Workers' Party (WP) Member of Parliament (MP) Jamus Lim suggested later school start times for pre-teens and teenagers, saying that this will improve their behaviour, health, and academic performance.
Lim raised this idea as part of his cuts for the Ministry of Education (MOE)'s Committee of Supply debates, on Mar. 7.
Replying to Lim, Education Minister Chan Chun Sing outlined MOE's policy that MOE does not dictate school start times, apart from setting a "simple baseline" that schools start at 7:30am or later.
He said that the government must "have a care to not try to homogenise all the conditions" across schools, and that greater diversity was important.
Adolescents have different circadian rhythms: Lim
Lim pointed to research showing that adolescents' circadian rhythms predispose them to sleeping and waking later, "by about two hours".
Lim said a possible counter-argument was that delaying start times would just mean that students sleep later.
But Lim said students who have later start times sleep longer, as their bedtimes would either remain unchanged, or get delayed by a smaller amount than the time afforded.
He said studies showed that even "a rather relatively modest delay of just a half an hour or so" produced positive results.

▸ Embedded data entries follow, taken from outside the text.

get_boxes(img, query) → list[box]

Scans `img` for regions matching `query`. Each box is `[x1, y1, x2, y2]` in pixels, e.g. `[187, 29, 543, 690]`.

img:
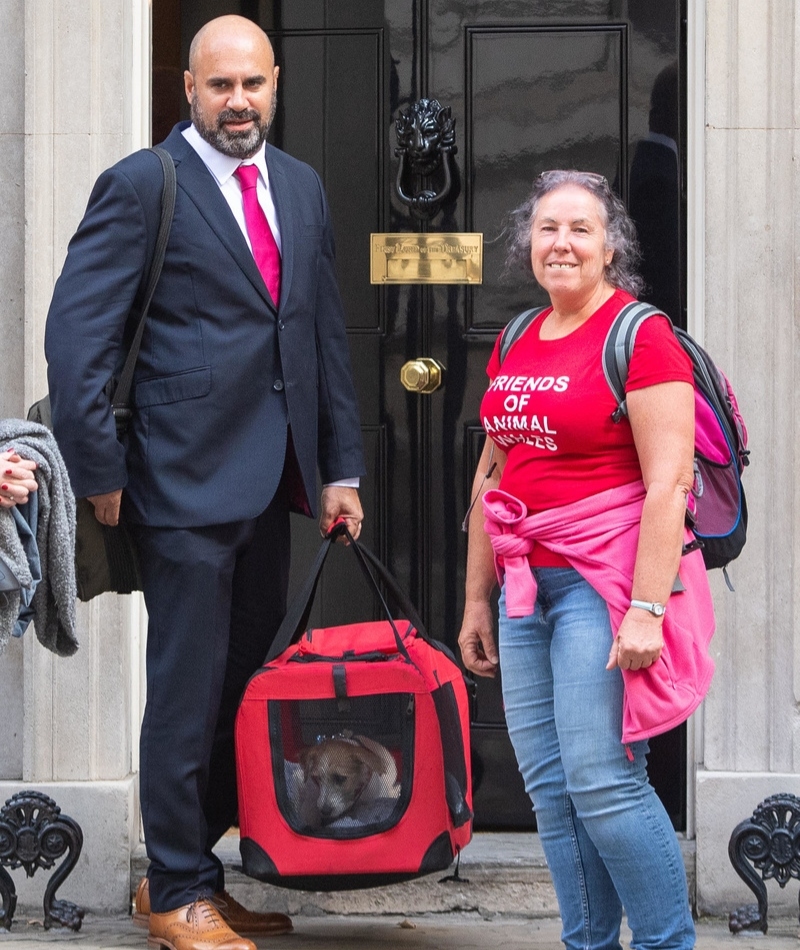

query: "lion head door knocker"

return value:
[394, 99, 457, 221]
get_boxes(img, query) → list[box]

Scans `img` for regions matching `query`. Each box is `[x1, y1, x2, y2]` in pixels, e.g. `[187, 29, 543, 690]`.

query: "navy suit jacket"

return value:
[45, 123, 364, 527]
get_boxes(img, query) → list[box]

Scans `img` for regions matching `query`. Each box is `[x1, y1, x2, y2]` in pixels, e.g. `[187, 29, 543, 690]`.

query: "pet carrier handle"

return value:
[264, 521, 430, 665]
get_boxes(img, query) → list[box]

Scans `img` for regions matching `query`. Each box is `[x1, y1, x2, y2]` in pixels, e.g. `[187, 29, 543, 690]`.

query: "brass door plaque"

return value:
[370, 234, 483, 284]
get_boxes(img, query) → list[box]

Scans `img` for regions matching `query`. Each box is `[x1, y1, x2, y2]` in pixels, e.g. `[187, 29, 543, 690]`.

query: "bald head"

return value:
[183, 16, 278, 159]
[189, 14, 275, 73]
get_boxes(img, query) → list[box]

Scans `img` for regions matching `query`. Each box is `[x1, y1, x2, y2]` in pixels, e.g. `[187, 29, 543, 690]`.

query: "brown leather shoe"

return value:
[147, 899, 256, 950]
[133, 877, 292, 936]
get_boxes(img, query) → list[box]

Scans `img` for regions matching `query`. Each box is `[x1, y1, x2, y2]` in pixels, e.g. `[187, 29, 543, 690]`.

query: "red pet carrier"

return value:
[231, 528, 472, 890]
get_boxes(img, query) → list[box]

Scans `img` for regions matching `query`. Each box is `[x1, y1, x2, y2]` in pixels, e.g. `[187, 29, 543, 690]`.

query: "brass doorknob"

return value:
[400, 356, 444, 393]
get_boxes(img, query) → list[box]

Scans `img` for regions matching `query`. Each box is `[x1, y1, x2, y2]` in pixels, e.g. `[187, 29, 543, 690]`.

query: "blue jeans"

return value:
[500, 567, 695, 950]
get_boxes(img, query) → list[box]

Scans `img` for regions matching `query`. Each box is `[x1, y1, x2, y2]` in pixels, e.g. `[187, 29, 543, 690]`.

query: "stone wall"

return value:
[690, 0, 800, 913]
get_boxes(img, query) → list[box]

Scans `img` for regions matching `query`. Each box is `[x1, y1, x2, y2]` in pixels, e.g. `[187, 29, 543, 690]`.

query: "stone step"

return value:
[131, 832, 695, 917]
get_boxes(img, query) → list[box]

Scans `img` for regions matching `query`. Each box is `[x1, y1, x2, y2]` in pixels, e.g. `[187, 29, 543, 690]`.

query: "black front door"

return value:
[153, 0, 686, 828]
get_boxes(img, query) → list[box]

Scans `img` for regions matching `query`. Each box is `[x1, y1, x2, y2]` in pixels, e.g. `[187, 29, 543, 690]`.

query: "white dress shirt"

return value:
[182, 125, 281, 251]
[181, 125, 360, 488]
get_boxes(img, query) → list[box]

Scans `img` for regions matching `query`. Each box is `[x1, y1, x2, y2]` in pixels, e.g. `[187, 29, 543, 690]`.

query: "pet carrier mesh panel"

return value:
[236, 542, 472, 890]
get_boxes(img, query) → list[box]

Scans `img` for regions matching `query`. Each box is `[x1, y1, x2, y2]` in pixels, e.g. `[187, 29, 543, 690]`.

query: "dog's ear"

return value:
[356, 736, 386, 775]
[298, 746, 318, 782]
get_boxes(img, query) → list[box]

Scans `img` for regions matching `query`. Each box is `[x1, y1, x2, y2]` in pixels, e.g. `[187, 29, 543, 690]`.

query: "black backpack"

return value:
[499, 301, 749, 590]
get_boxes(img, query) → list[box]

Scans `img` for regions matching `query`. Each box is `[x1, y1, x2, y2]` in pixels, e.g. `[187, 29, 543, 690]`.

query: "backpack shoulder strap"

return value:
[603, 300, 669, 422]
[500, 307, 547, 365]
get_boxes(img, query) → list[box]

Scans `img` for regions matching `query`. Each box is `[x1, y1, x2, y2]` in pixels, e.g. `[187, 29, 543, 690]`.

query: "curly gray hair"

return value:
[506, 169, 645, 297]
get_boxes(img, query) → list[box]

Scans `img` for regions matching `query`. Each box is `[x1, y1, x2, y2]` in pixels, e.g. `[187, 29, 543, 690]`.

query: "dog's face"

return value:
[300, 739, 382, 824]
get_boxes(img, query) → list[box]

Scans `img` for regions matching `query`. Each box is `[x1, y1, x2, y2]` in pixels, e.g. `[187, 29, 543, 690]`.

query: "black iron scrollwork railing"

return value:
[728, 794, 800, 934]
[0, 792, 84, 930]
[394, 99, 458, 221]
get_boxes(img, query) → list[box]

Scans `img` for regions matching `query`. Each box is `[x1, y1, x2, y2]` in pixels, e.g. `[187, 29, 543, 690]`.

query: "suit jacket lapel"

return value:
[265, 145, 297, 310]
[164, 129, 276, 310]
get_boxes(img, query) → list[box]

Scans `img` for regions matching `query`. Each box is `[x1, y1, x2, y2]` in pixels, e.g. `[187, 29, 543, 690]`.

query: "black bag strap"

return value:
[264, 522, 431, 665]
[500, 307, 547, 365]
[111, 145, 178, 431]
[603, 300, 669, 422]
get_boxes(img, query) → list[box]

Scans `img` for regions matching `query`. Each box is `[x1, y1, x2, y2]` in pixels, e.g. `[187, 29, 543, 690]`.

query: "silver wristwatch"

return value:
[631, 600, 667, 617]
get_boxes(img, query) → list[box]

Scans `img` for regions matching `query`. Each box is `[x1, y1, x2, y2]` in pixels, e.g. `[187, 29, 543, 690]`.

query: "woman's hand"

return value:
[458, 600, 500, 676]
[0, 449, 38, 508]
[606, 607, 664, 670]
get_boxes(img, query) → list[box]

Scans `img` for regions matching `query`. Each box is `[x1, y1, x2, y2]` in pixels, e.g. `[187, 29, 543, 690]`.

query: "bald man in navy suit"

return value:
[45, 16, 364, 950]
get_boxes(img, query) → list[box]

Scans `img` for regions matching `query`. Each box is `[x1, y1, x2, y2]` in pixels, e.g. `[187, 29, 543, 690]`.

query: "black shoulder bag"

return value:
[28, 147, 177, 601]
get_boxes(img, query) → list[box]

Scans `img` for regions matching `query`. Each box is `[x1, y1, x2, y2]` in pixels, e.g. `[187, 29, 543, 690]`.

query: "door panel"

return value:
[158, 0, 686, 828]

He added:
"More importantly, the reality is that students are already experiencing sleep deprivation from the status quo."

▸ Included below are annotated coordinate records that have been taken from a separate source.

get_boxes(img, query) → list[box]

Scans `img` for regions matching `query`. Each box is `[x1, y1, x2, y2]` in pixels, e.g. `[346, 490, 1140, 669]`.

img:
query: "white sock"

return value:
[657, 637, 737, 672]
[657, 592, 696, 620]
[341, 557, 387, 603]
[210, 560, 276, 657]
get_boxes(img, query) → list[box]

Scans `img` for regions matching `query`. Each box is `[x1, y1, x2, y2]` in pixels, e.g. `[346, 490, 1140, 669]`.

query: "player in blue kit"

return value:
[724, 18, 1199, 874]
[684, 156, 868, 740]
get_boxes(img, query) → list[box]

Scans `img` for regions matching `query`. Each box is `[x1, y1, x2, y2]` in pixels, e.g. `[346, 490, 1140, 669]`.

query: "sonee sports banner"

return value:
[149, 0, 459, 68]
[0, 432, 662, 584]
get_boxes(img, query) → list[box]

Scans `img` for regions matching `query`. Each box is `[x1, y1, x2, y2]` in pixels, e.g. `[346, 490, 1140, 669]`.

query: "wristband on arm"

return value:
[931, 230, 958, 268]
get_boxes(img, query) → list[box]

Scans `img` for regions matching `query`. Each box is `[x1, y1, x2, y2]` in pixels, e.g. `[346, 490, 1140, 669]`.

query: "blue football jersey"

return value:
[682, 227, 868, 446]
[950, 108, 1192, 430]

He cited "all the marginal steps" parents take to support their children's education, such as tuition, moving closer to preferred schools, and "endless bottles of essence of chicken", and said that these were examples of "failing to pick the lowest hanging fruit" of letting children sleep more.

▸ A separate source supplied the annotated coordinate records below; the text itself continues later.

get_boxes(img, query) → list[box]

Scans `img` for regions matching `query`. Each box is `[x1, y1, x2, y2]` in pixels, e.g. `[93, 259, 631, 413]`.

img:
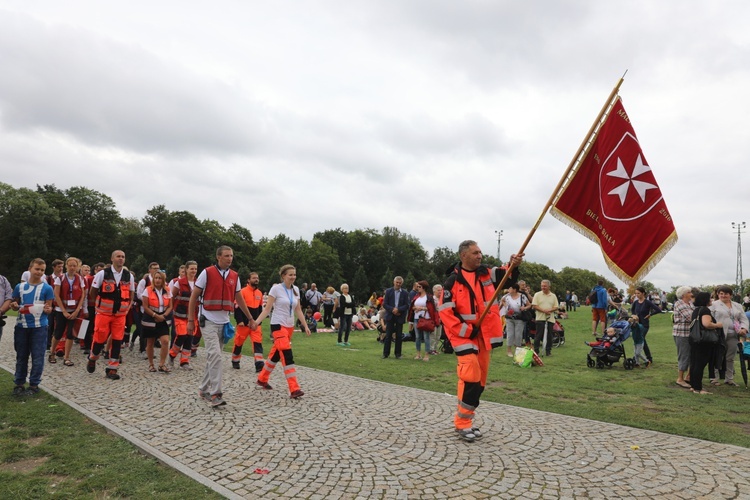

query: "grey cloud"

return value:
[0, 11, 264, 154]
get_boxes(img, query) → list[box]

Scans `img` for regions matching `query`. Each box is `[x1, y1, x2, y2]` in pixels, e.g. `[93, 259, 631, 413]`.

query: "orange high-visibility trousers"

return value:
[232, 325, 263, 371]
[89, 313, 127, 371]
[453, 343, 490, 429]
[258, 325, 299, 394]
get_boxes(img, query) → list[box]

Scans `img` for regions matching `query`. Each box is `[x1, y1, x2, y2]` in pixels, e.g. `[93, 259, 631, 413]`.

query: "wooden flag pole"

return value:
[477, 71, 627, 327]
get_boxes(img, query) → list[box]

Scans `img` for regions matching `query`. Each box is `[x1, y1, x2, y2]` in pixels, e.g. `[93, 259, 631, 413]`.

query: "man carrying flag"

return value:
[551, 90, 677, 283]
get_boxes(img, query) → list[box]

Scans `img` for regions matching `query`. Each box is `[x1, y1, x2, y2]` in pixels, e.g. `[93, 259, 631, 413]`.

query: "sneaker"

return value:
[456, 429, 477, 443]
[211, 394, 227, 408]
[456, 427, 482, 439]
[21, 385, 39, 396]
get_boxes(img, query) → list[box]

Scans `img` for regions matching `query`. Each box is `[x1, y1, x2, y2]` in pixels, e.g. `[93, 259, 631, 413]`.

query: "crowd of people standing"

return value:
[0, 244, 748, 441]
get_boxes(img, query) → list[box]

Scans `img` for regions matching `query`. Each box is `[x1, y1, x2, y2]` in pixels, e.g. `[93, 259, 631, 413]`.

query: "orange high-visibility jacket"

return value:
[438, 265, 503, 356]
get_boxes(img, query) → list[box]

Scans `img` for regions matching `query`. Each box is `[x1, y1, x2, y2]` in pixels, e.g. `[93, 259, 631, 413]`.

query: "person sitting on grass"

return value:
[305, 307, 318, 332]
[357, 307, 375, 330]
[586, 326, 619, 348]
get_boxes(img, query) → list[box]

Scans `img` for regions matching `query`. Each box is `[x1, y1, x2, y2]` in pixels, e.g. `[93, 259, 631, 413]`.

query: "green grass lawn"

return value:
[247, 307, 750, 447]
[0, 370, 222, 499]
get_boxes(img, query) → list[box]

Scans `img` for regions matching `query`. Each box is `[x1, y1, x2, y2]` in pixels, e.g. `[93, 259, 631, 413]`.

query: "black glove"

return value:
[469, 325, 482, 340]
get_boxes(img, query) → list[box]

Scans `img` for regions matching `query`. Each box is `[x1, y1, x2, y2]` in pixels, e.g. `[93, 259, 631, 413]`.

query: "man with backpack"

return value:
[589, 279, 609, 337]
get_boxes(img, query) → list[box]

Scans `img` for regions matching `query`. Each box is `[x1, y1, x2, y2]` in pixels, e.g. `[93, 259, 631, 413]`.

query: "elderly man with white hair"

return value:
[672, 286, 694, 389]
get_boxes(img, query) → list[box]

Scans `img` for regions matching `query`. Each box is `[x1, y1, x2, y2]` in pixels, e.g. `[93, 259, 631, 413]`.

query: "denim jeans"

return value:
[13, 325, 47, 386]
[414, 321, 432, 353]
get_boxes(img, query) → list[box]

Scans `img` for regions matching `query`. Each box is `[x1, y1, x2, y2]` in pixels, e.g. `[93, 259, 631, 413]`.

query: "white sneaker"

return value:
[456, 429, 477, 443]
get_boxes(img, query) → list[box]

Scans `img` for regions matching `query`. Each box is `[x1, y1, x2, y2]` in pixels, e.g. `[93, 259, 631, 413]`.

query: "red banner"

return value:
[551, 97, 677, 283]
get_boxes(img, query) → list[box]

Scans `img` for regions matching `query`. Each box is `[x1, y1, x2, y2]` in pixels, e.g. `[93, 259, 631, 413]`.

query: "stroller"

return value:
[552, 320, 565, 347]
[586, 321, 635, 370]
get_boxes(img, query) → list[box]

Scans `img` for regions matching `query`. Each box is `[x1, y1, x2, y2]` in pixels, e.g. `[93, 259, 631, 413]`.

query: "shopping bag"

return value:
[223, 323, 234, 344]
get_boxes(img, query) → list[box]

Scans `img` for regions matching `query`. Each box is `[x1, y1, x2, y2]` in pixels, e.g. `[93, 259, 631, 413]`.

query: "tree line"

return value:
[0, 183, 632, 302]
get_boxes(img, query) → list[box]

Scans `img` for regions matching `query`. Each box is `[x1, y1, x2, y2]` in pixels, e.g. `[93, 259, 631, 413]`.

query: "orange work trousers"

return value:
[453, 343, 490, 429]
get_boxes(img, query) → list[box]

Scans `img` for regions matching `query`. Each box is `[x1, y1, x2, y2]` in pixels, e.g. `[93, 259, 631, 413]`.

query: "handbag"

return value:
[689, 308, 719, 344]
[518, 309, 534, 323]
[417, 316, 435, 332]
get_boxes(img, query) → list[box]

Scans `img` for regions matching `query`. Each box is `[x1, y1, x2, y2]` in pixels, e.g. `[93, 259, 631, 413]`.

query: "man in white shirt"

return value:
[188, 246, 255, 408]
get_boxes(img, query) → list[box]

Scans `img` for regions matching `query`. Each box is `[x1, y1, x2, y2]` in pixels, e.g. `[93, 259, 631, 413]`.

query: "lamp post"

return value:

Primary and Secondary schools should start at 8am and 8:30am respectively
He thus suggested that upper primary cohorts and secondary schools should start at 8am and 8:30am respectively, instead of the current norm of starting at 7:30am.
"The additional half hour for upper primary students is consistent with how sleep phase delay may occur as early as the onset of puberty," he said.
He said he was not suggesting "strict guidelines" for post-secondary levels, but said that an even later start time of 9am for polytechnics, Institute of Technical Education (ITEs) and junior colleges would be "reasonable".
Staggered start times will also ease congestion
Anticipating a counter-argument that delayed start times "could give rise to disruptive rush hour crunches", Lim said that the opposite might in fact be true.
"Delays for upper primary and secondary school students will undeniably alter traffic patterns," Lim conceded, but predicted that this would have a "somewhat limited" impact on rush hour jams.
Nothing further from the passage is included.